Standard bot blocking techniques and anti-hotlinking for image leeches, both which have been around for many years, tend to be quite effective to thwart this crap before it starts.
Problem is that people are only REACTIVE to the issue of scraping, then waste their time with DMCA notices and all sorts of time and money wasting nonsense like Copyscape, etc. to locate repurposed content.
The best defense, which requires ZERO opt-out codes, is standard bot blocking which is a proactive method of content control, vs. the more costly and time consuming reactive alternatives.
Besides, if you aren't already embedding your website URL in your images already you're missing free advertising opportunities with some of these sites.
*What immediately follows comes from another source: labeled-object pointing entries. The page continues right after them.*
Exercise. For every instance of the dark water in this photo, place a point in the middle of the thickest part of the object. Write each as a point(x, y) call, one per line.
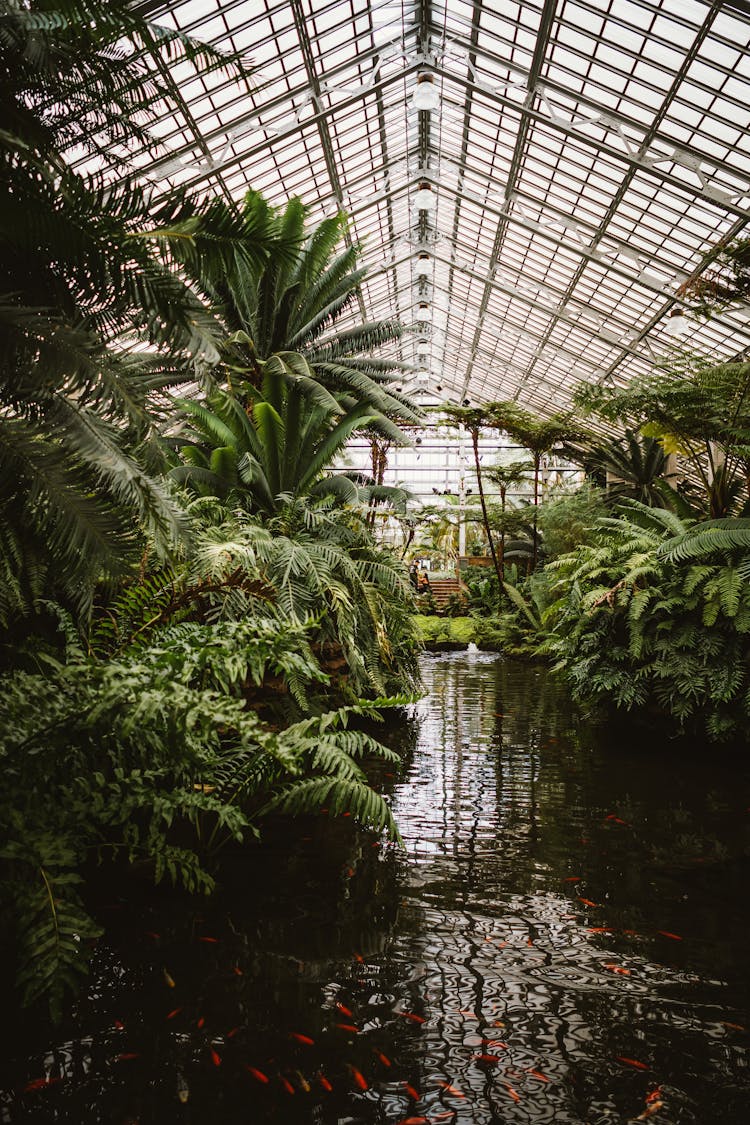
point(571, 906)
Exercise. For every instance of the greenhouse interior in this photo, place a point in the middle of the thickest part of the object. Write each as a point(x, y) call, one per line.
point(375, 617)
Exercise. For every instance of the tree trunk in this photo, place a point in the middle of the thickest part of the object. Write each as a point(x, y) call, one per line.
point(475, 443)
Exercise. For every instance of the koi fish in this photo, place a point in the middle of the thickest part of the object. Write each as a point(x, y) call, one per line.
point(182, 1090)
point(39, 1083)
point(451, 1089)
point(359, 1078)
point(258, 1074)
point(649, 1110)
point(303, 1081)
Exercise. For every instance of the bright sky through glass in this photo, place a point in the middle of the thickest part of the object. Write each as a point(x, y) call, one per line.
point(585, 158)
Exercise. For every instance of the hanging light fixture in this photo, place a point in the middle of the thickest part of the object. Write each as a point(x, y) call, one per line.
point(424, 197)
point(426, 95)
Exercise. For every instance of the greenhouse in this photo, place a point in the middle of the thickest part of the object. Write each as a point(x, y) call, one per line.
point(375, 613)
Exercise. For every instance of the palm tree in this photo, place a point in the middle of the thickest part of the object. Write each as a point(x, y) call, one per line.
point(538, 435)
point(504, 476)
point(635, 462)
point(276, 441)
point(84, 263)
point(475, 419)
point(292, 304)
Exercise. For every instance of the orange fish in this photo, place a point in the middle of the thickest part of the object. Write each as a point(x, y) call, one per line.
point(451, 1089)
point(632, 1062)
point(258, 1073)
point(38, 1083)
point(360, 1079)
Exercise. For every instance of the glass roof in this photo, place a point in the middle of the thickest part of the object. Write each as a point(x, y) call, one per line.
point(577, 162)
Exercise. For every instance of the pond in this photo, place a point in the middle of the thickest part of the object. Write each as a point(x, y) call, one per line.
point(562, 938)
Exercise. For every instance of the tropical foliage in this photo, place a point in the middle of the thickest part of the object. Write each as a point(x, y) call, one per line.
point(154, 758)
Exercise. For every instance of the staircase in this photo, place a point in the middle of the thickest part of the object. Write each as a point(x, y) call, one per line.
point(443, 588)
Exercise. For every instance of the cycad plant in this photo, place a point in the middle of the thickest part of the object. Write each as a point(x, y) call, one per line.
point(84, 263)
point(295, 304)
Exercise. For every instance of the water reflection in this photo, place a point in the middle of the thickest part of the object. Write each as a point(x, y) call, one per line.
point(563, 938)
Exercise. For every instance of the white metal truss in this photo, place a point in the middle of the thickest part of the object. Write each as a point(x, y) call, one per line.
point(586, 158)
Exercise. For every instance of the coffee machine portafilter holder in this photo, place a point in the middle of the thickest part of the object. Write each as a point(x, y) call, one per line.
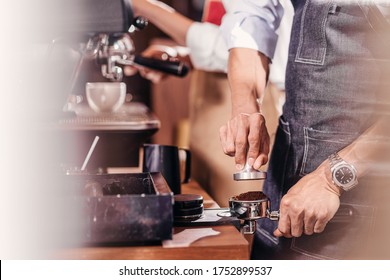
point(249, 211)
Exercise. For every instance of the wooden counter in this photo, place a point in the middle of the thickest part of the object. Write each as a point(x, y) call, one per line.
point(202, 243)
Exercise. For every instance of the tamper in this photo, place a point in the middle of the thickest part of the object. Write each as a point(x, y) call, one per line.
point(249, 173)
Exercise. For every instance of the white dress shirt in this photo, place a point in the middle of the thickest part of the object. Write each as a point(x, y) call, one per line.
point(209, 49)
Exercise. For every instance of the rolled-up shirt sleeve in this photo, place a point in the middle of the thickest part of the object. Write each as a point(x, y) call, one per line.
point(253, 24)
point(208, 47)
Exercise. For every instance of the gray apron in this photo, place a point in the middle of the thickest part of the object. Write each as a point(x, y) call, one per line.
point(335, 90)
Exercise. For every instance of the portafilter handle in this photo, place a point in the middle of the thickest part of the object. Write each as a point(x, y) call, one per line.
point(343, 214)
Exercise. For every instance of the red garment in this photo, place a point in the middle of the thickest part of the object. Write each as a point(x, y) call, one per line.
point(213, 11)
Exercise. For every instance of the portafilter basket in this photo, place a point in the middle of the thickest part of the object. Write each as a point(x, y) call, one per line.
point(249, 207)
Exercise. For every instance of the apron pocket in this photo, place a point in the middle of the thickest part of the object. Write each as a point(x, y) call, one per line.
point(318, 145)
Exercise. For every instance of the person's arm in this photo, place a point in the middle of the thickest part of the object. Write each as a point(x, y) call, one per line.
point(250, 33)
point(163, 17)
point(311, 203)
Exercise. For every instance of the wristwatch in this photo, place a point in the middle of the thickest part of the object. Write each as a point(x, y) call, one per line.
point(344, 174)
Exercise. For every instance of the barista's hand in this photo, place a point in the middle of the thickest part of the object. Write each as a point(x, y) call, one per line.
point(160, 52)
point(308, 205)
point(245, 135)
point(246, 138)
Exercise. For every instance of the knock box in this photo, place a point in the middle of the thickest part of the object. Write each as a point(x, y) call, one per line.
point(122, 208)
These busy little crowd source scrapers are freely spreading your content far and wide and if you haven't properly tagged your content with watermarks, URLs, meta data, etc. then you're just losing out on spreading the message for free. What's more, wile some of your content may be ranking above your own domain name it's probably ranking above your COMPETITORS as well! Don't forget, just because you do a DMCA take down doesn't mean your content will rise in the index because the site with all the juice that ranks above you will most likely continue to rank above you but WITHOUT your content so put your URL in that image NOW!
Also, you don't need a dynamic website in order to insert tags site wide as you can easily add a PHP handler to all HTML pages in htaccess and then run a prepended script that loads the static HTML page, inserts the meta tags, and spits out the updated page. Quite trivial to implement really.